How We Built Our MCP Server
We shipped a Model Context Protocol server before we shipped half the integrations on our roadmap. This is the engineering story of how it works, why we made the architectural calls we made, and what we got wrong the first few attempts. 27 tools, hybrid vector + BM25 search, a strict PAT-scoping model, and a per-call audit row that an admin can replay.
TL;DR
What we shipped: A first-party MCP server at /api/mcp exposing 27 typed tools over the Model Context Protocol. Auth is a bcrypt-hashed PAT scoped to a single new permission (MCP_AGENT). Every call writes an AiOperation row with actorType="mcp_agent".
What's actually interesting: Not the tool count, the search tool. search_org_knowledge runs a hybrid vector + BM25 query across projects, tasks, risks, goals, comments, and wiki pages in a single call. Most PM-tool MCPs expose CRUD; this answers "find me everything related to X" in one round-trip.
Why we built it first: Agentic clients (Claude Desktop, Cursor, ChatGPT custom connectors) are now the fastest-growing source of new active users on the platform. Treating MCP as "yet another integration" would have meant shipping it after Slack, after Jira, after Microsoft Teams — by which point the discovery window for being one of the canonical PM-tool MCPs would have closed.
Why we shipped MCP before another integration
The roadmap question we were asked most often in early 2026 was a variant of "when do you ship Slack / Teams / Jira / [name an integration]?" That's the right question for a product team three years ago. The question for 2026 is subtly different: "where will most of your new user sessions actually originate from a year from now?"

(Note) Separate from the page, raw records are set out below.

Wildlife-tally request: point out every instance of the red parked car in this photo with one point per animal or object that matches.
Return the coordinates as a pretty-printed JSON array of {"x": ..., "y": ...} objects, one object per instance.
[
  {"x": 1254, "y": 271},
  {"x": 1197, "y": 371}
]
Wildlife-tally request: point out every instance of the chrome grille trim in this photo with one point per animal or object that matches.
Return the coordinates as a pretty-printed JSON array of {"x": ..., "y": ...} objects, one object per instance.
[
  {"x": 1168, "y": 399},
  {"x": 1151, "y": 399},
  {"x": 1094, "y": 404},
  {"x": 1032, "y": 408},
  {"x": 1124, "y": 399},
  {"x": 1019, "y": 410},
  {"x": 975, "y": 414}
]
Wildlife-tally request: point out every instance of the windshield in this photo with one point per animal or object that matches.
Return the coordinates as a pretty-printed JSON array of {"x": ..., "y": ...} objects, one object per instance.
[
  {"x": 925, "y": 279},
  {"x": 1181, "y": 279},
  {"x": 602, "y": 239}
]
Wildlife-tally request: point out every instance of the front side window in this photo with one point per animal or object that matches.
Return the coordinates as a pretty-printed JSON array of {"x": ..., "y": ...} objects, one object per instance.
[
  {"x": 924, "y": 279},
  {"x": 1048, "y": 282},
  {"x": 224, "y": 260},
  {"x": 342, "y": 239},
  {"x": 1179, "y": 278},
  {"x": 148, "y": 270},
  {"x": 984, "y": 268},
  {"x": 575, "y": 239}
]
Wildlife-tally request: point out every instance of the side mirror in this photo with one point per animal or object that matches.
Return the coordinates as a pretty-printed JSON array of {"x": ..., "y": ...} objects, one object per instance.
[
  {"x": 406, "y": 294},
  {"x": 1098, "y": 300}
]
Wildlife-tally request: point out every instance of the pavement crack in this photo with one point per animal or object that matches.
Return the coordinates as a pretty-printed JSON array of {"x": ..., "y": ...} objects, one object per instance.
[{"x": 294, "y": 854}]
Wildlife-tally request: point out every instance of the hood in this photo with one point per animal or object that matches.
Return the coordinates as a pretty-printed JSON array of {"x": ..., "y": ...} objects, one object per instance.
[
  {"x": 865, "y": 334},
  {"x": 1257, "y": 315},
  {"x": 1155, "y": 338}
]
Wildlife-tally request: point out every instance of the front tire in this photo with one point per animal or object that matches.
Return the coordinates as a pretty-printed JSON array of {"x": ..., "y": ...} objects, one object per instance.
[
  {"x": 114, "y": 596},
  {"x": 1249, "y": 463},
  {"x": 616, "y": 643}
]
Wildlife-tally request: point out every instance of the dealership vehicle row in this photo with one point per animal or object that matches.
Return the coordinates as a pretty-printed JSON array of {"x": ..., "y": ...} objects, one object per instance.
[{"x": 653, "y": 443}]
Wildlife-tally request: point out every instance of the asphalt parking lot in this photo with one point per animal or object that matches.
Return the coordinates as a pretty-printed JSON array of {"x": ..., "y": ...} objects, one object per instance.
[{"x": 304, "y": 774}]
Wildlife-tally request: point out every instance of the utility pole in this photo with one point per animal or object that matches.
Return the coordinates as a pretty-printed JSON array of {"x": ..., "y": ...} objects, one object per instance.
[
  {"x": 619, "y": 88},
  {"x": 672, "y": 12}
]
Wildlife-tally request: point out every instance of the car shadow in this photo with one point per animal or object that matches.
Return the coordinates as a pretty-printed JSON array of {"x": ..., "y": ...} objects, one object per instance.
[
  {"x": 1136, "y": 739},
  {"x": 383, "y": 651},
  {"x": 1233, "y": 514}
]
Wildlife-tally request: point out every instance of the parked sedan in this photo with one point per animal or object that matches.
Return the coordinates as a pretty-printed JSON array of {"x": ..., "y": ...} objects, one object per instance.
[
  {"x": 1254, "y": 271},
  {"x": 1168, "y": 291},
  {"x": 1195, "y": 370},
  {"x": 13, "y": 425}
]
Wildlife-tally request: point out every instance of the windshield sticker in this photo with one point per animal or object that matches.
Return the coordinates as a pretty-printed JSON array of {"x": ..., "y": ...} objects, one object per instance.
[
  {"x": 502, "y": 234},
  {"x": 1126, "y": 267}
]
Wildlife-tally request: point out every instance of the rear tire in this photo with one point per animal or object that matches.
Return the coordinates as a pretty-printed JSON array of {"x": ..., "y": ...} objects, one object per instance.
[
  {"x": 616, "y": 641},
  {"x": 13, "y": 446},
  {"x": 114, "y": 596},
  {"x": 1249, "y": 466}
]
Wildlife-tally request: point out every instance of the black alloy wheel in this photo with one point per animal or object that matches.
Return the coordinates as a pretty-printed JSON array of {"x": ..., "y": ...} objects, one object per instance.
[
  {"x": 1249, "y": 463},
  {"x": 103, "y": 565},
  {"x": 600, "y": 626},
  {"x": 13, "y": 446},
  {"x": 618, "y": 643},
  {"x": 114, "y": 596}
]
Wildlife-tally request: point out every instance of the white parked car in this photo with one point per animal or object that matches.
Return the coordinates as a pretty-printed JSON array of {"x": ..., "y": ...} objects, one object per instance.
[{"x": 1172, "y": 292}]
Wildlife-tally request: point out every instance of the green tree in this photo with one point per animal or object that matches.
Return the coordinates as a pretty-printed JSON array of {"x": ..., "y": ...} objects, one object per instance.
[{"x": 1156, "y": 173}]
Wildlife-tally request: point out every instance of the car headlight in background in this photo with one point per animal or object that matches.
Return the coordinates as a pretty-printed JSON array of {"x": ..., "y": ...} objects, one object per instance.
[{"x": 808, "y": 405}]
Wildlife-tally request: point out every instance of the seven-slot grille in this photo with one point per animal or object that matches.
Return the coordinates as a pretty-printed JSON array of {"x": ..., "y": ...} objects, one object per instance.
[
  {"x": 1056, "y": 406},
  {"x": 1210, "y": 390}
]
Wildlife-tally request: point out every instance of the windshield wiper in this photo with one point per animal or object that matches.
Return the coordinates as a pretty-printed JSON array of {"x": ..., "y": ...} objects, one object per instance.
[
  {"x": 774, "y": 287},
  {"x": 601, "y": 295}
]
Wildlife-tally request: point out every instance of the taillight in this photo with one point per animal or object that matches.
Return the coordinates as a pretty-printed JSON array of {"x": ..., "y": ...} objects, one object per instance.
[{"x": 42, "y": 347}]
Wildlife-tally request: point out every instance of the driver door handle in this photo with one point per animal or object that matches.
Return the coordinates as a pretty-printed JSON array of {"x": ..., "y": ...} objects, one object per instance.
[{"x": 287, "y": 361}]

The honest answer for us, and we think for most B2B SaaS, is "agentic clients." A growing share of users won't open the Onplana web app at all on a given workday. They'll ask Claude or Cursor or ChatGPT or a custom in-house agent to "create a task for the bug report John filed" or "summarize the active risks across the migration projects" or "tell me which engineer is overallocated next sprint and propose a rebalance." That session has Onplana data flowing through it, but the user never logs in to onplana.com.
If we'd queued MCP behind Slack, by the time we shipped it the agentic ecosystem would have settled on canonical PM-tool MCP servers. We'd be a late-arriving sixth option behind whoever shipped first. There's a real first-mover dynamic in the MCP-registry world: the agent's prompt-time decision about which MCP to query is heavily weighted by which servers are already known and trusted.
So we treated MCP not as an integration but as a primary product surface, peer-class to the web app and the REST API. We allocated a senior engineer full-time for six weeks. We held the bar deliberately high on three axes: tool design quality, security model, and the search surface. The thesis was that the right MCP server is closer to a database than to a Zapier connector, and the design decisions should reflect that.
Architecture: the request flow end-to-end
Onplana's MCP server is an Express route at /api/mcp on the same backend that serves the web app. It speaks Model Context Protocol over the Streamable HTTP transport (the current MCP standard, replacing the earlier stdio-and-SSE-only options). We deliberately chose not to run it as a separate service. Co-locating with the main backend meant we could share the existing middleware stack, plan-gate dispatcher, audit-log writer, and Prisma client without re-implementing any of them. The MCP layer is a thin adapter on top of an already-mature service surface.
A typical tool call traverses six layers, in order:
- MCP transport. The client (Claude Desktop, Cursor, etc.) POSTs a JSON-RPC message to
/api/mcp. The Streamable HTTP transport returns either a regular JSON response or an SSE-framed response for long-running tools likeanalyze_project_risks. - Authenticate. Bearer PAT, bcrypt-verified against
ApiToken. The token must carry theMCP_AGENTscope; tokens without it are rejected pre-dispatch. - Resolve org context. The PAT is bound to an org at creation time, no
X-Organization-Idheader spoofing risk. Org plan + role + permission policy are loaded in the same single DB round-trip the rest of the backend uses. - Tools/list. The MCP
tools/listresponse is filtered against the org's plan. A FREE-plan agent literally cannot seeanalyze_project_risksin the tool catalog — it doesn't appear in the list, which means the upstream LLM can't even attempt to call it. This was a deliberate trade-off: hiding tools (rather than returning "upgrade required") makes the agent's planning more predictable, at the cost of one round-trip to discover the surface. - Dispatch. The tool name resolves through the same
aiToolsregistry that powers in-app chat function-calling. We deliberately did not write a parallel registry for MCP. One catalog, two transports. - Audit. Before the response goes out, an
AiOperationrow is created with the full tool name, input, output (truncated), durationMs,actorType="mcp_agent", and the originating PAT's id. Admins query this from the AI Operations panel filtered by actor type. The same audit shape covers in-app AI, scheduled background AI workers, and MCP — one query gets you the entire AI footprint of your tenant.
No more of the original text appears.